Run the rarefaction code
TSrf<-list()
IDs<-unique(query$STUDY_ID)

for(i in 1:length(IDs)){
  data<-query[query$STUDY_ID==IDs[i],]
  TSrf[[i]]<-rarefysamples(data$YEAR, data$SAMPLE_DESC, data$GENUS_SPECIES, data$sum.allrawdata.ABUNDANCE, 1) 
}
names(TSrf)<-IDs

rf<-do.call(rbind, TSrf)
rf<-data.frame(rf, ID=rep(names(TSrf), times=unlist(lapply(TSrf, nrow))))
rf<-rf[!is.na(rf$Year),-1]

#### prepare the rarefied output for diversity metric code
t1<-with(rf, tapply(Abundance, list(Year, Species, ID), sum))
t2<-unique(rf[, c("ID", "Year")])

#### produces a list of matrices for each study - in this case is only a single dataset
dsList<-list()

for(i in 1:dim(t1)[3]){
    id<-dimnames(t1)[[3]][i]
    a<-subset(t2, ID==id)$Year
    b<-t1[dimnames(t1)[[1]] %in% as.character(a),,i]
    dsList[[i]]<-data.frame(Year = rownames(b), b)
}

names(dsList) <- dimnames(t1)[[3]]

#### replacing NA with zero
for(i in 1:(length(dsList))){
    dsList[[i]][is.na(dsList[[i]])]<-0
}


Function for the theme with no background grids but including axes titles
themeNoGridAxes <- function() {
   theme_bw()+
        theme(axis.text=element_text(size=16,color="black"),
        axis.title=element_text(size=16,face="bold"),
        legend.position="none",     
        plot.title=element_text(size=18,face="bold", hjust=0.5), 
        plot.background=element_blank(),
        panel.grid.major=element_blank(),
        panel.grid.minor=element_blank(),
        panel.border=element_blank(),
        axis.line=element_line(color="black")
    )
}


N.B. this code is tailored to produce a ‘nice’ plot with year breaks for STUDY_ID 163, it may need to be adjusted when running for other studies
#### plot species richness temporal trend with simple regression line
fitSR<-lm(alpha$S~alpha$Year)

srPlot<-ggplot(alpha, aes(x=Year, y=S))+geom_line(size=1, colour="gray30")+
  geom_point(aes(x=Year, y=S), colour="darkgreen", size=5)+
  scale_x_continuous(breaks=c(1993, 1995, 1997, 1999, 2001, 2003, 2005))+
  geom_abline(intercept=fitSR$coef[1], slope=fitSR$coef[2], colour="gray10", size=1, linetype=3)+
  themeNoGridAxes()+ylab("S")+xlab("Year")
srPlot

#### plot the Jaccard similarity temporal trend with a simple regression line
fitJ<-lm(beta$Jaccard~beta$Year)

jPlot<-ggplot(beta, aes(x=Year, y=Jaccard))+geom_line(size=1, colour="gray30")+
  geom_point(aes(x=Year, y=Jaccard), colour="dodgerblue", size=5)+
  scale_x_continuous(breaks=c(1993, 1995, 1997, 1999, 2001, 2003, 2005))+
  geom_abline(intercept=fitJ$coef[1], slope=fitJ$coef[2], colour="gray10", size=1, linetype=3)+
  themeNoGridAxes()+ylab("Jaccard Similarity")+xlab("Year")+ylim(0, 1)
jPlot


Producing maps and plots using the csv query

It is possible to create maps and plots, as shown in the first section of this document, using the metadata provided as a csv file.

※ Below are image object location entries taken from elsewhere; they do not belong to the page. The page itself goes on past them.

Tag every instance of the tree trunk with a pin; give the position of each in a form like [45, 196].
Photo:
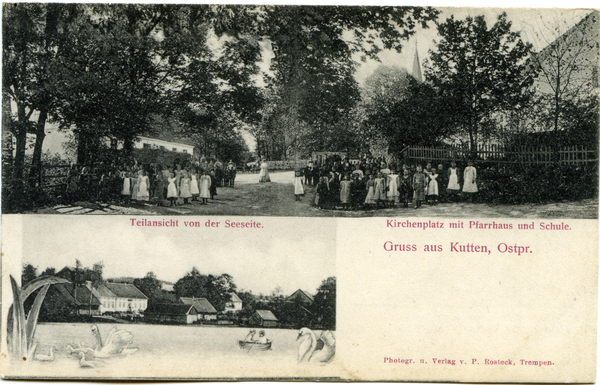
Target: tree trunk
[40, 134]
[20, 133]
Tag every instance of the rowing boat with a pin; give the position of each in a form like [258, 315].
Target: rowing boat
[255, 345]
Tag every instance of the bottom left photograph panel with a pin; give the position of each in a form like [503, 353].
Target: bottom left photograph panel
[104, 299]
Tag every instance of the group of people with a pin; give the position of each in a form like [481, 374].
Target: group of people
[375, 184]
[179, 183]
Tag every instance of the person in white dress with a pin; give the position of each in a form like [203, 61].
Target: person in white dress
[205, 182]
[126, 190]
[470, 180]
[143, 193]
[392, 187]
[432, 186]
[195, 186]
[184, 187]
[172, 189]
[264, 172]
[298, 188]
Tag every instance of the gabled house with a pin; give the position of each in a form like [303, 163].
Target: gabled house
[302, 296]
[234, 304]
[263, 318]
[204, 309]
[120, 297]
[79, 297]
[171, 313]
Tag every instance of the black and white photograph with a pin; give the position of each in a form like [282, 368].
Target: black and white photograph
[182, 305]
[309, 111]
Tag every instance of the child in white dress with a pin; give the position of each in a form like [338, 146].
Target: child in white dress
[184, 187]
[195, 188]
[205, 182]
[143, 193]
[172, 189]
[298, 188]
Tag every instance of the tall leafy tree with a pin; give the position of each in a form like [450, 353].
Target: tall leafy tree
[313, 83]
[215, 289]
[479, 70]
[32, 44]
[324, 306]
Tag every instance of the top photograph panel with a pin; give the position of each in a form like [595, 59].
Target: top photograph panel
[324, 111]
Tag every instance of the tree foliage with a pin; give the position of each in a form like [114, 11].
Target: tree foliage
[324, 306]
[215, 289]
[313, 89]
[478, 71]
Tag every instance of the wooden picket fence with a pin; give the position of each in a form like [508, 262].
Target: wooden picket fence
[497, 153]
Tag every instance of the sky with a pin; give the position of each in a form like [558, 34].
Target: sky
[294, 256]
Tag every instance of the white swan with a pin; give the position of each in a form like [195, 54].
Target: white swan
[45, 357]
[116, 342]
[78, 349]
[313, 349]
[86, 364]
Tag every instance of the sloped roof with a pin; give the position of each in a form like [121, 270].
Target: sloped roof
[302, 294]
[171, 309]
[125, 290]
[103, 291]
[234, 297]
[80, 295]
[201, 304]
[266, 315]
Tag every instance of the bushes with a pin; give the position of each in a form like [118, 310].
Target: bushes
[524, 183]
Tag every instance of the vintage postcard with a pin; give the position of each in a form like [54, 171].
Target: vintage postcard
[331, 193]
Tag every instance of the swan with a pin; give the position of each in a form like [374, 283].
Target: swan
[45, 357]
[78, 349]
[325, 354]
[116, 342]
[313, 349]
[86, 364]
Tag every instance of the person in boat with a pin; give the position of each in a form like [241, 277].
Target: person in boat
[262, 338]
[250, 336]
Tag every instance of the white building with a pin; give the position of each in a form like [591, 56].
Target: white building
[145, 142]
[234, 304]
[120, 297]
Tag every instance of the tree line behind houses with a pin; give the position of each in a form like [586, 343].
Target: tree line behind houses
[213, 300]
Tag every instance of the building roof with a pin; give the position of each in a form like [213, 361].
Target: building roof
[103, 291]
[201, 304]
[234, 297]
[80, 295]
[171, 309]
[125, 290]
[304, 296]
[266, 315]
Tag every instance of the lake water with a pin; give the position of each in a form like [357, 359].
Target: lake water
[168, 351]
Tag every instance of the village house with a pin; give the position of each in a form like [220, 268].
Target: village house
[264, 318]
[204, 309]
[120, 298]
[171, 313]
[302, 296]
[234, 304]
[79, 297]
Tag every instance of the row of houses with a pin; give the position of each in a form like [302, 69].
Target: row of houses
[117, 298]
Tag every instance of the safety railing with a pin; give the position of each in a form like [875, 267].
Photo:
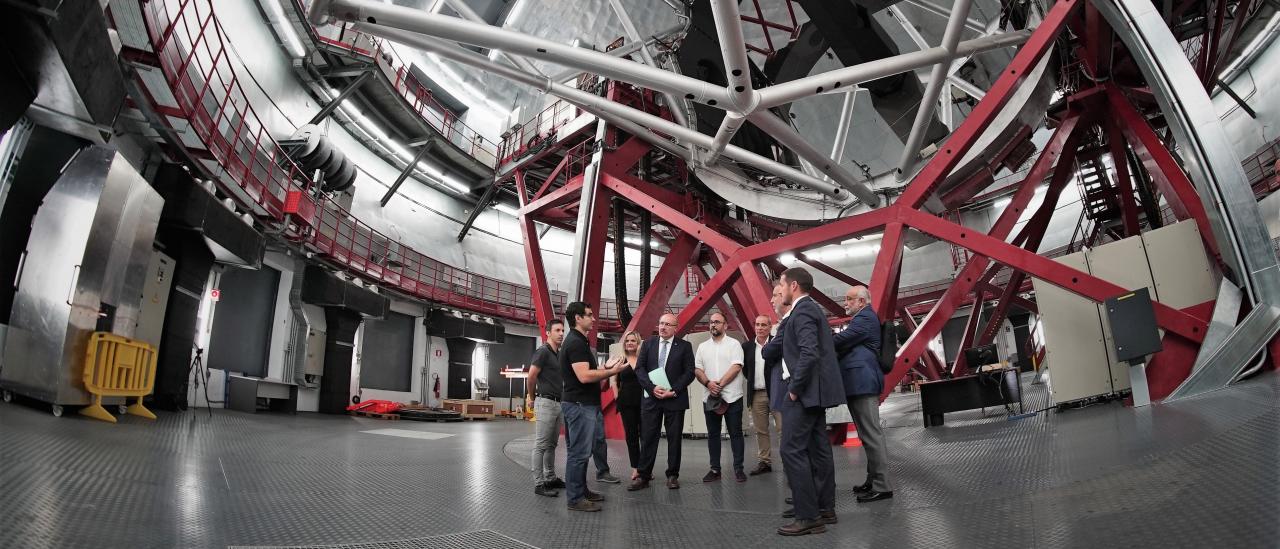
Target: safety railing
[419, 97]
[1262, 169]
[542, 127]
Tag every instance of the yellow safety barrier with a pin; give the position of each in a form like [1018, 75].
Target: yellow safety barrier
[118, 366]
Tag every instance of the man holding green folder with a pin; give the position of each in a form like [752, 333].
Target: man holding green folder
[664, 369]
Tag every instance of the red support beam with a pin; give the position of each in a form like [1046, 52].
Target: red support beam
[1070, 279]
[1059, 151]
[758, 291]
[654, 302]
[933, 366]
[552, 177]
[1010, 79]
[571, 192]
[744, 312]
[593, 265]
[823, 234]
[885, 274]
[671, 215]
[1165, 172]
[712, 291]
[540, 294]
[970, 334]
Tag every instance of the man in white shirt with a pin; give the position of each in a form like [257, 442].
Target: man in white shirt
[717, 365]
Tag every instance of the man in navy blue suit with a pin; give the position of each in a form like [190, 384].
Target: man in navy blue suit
[663, 406]
[812, 373]
[858, 346]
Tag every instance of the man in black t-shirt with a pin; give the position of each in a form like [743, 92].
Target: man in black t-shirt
[580, 402]
[544, 397]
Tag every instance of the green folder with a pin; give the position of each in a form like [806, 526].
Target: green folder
[659, 378]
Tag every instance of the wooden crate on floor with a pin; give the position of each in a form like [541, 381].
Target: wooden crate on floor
[471, 410]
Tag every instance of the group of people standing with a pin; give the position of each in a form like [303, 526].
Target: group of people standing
[791, 371]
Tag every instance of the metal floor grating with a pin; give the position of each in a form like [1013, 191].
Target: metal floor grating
[1200, 472]
[479, 539]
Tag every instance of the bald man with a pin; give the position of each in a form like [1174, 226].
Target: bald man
[858, 348]
[663, 406]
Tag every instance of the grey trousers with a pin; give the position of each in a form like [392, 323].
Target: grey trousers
[865, 411]
[545, 437]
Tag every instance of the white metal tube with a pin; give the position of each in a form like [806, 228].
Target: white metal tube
[622, 51]
[968, 87]
[937, 81]
[846, 117]
[728, 127]
[516, 42]
[470, 14]
[792, 140]
[865, 72]
[586, 207]
[942, 12]
[728, 28]
[677, 105]
[604, 108]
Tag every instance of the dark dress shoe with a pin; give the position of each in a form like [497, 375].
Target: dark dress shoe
[827, 517]
[874, 497]
[801, 527]
[583, 504]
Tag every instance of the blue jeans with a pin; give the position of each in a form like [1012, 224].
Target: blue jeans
[734, 417]
[599, 449]
[580, 425]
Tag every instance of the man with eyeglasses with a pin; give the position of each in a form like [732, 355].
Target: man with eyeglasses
[718, 365]
[759, 381]
[663, 406]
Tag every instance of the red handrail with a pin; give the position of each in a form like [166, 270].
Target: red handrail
[414, 92]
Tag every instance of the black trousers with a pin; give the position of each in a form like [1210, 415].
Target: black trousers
[631, 428]
[653, 419]
[734, 419]
[807, 460]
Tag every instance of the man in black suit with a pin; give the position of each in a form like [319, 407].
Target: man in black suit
[814, 384]
[859, 346]
[663, 406]
[758, 383]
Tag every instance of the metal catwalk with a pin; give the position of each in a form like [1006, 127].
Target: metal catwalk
[1200, 472]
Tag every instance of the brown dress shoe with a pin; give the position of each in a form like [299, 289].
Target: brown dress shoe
[801, 527]
[827, 517]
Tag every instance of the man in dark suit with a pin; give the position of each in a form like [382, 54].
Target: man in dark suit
[858, 346]
[663, 406]
[758, 383]
[810, 367]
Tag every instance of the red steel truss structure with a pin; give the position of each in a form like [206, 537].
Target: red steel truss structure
[1100, 117]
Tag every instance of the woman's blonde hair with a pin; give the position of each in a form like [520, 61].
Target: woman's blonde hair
[639, 339]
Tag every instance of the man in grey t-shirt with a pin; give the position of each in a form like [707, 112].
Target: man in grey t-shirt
[544, 397]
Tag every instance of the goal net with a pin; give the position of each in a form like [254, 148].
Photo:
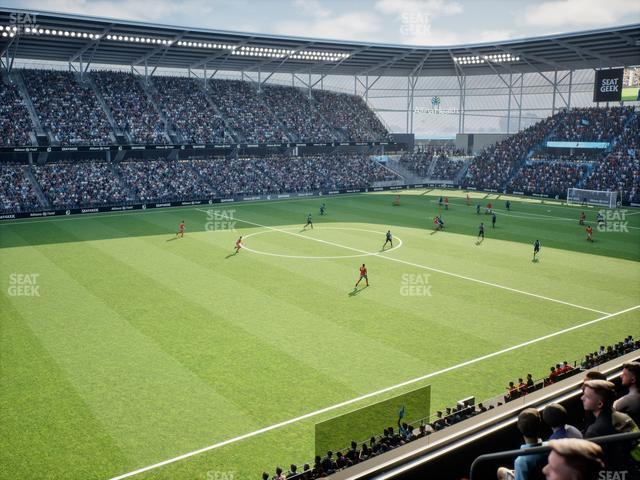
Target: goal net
[578, 196]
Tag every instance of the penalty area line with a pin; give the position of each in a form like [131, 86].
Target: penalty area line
[366, 396]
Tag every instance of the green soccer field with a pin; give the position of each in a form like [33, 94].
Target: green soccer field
[123, 347]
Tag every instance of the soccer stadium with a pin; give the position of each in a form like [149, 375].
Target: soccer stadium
[229, 255]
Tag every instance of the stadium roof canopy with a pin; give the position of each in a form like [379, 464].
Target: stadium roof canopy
[50, 36]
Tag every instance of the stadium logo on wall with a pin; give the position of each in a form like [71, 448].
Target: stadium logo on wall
[435, 108]
[608, 85]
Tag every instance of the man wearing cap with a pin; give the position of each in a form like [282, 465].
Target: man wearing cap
[573, 459]
[597, 398]
[630, 403]
[555, 416]
[526, 466]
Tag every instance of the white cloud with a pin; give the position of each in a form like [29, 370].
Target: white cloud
[580, 13]
[312, 8]
[425, 7]
[363, 26]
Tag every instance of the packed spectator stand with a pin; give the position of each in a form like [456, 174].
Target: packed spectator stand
[15, 124]
[395, 436]
[16, 191]
[97, 183]
[190, 113]
[246, 113]
[131, 109]
[350, 115]
[67, 108]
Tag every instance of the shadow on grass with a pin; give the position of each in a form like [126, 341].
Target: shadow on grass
[355, 291]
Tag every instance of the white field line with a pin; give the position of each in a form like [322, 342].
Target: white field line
[228, 205]
[539, 216]
[444, 272]
[366, 396]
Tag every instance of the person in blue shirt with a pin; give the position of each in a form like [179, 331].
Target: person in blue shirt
[527, 467]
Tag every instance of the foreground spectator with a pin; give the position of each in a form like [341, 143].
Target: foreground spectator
[573, 459]
[630, 403]
[67, 108]
[597, 399]
[526, 467]
[555, 416]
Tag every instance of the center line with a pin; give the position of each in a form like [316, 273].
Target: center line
[425, 267]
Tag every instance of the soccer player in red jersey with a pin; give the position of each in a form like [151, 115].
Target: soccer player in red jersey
[363, 274]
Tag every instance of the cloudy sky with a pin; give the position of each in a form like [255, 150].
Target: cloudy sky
[414, 22]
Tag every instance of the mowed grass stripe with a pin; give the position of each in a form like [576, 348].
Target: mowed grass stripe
[424, 314]
[40, 410]
[212, 346]
[128, 381]
[456, 381]
[253, 306]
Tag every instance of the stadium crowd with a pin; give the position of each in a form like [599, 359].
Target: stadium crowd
[297, 114]
[67, 108]
[94, 183]
[281, 174]
[185, 105]
[246, 113]
[163, 180]
[620, 169]
[592, 124]
[74, 185]
[350, 115]
[446, 168]
[495, 165]
[548, 177]
[15, 123]
[417, 162]
[130, 107]
[16, 192]
[608, 417]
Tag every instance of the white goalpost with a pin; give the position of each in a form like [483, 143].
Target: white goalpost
[579, 196]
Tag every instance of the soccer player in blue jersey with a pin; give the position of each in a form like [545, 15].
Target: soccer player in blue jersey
[309, 222]
[389, 239]
[536, 249]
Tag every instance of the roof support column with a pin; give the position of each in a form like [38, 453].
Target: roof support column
[555, 88]
[570, 87]
[509, 103]
[407, 127]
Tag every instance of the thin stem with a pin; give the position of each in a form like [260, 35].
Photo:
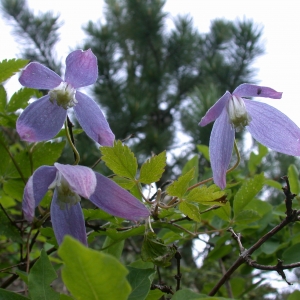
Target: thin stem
[76, 154]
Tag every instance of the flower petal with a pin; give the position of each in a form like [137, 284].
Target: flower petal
[272, 128]
[67, 221]
[37, 76]
[116, 201]
[251, 90]
[36, 188]
[81, 68]
[41, 120]
[220, 148]
[92, 120]
[81, 179]
[214, 112]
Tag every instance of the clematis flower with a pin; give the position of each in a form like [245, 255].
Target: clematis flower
[267, 125]
[43, 119]
[70, 183]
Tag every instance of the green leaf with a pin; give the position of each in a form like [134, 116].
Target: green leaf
[179, 187]
[207, 195]
[140, 282]
[156, 251]
[3, 98]
[90, 274]
[204, 150]
[291, 254]
[246, 216]
[153, 168]
[8, 229]
[20, 98]
[190, 210]
[120, 159]
[39, 279]
[8, 295]
[293, 176]
[247, 192]
[9, 67]
[192, 163]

Read the metadata csv file biotimeMeta (modify the path accordingly)
biotimeMeta<-read.csv("~/bioTIMEMetaData_06_12_2017.csv")


Use the same functions as above to draw a world map and overlay study locations
points<-drawWorld("y")+geom_point(data=biotimeMeta, aes(x=CENT_LONG, y=CENT_LAT, colour=TAXA, size=TOTAL), alpha=I(0.7))
points<-points+scale_colour_manual(values=taxaCol)+scale_size(range=c(3, 10))
points

Note: You can download the [.Rmd file]from ZENODO used to produce this document, but you will have to set up a connection with the SQL database, as well as have downloaded the csv files for both the query and the metadata, making sure that you modify all the paths accordingly.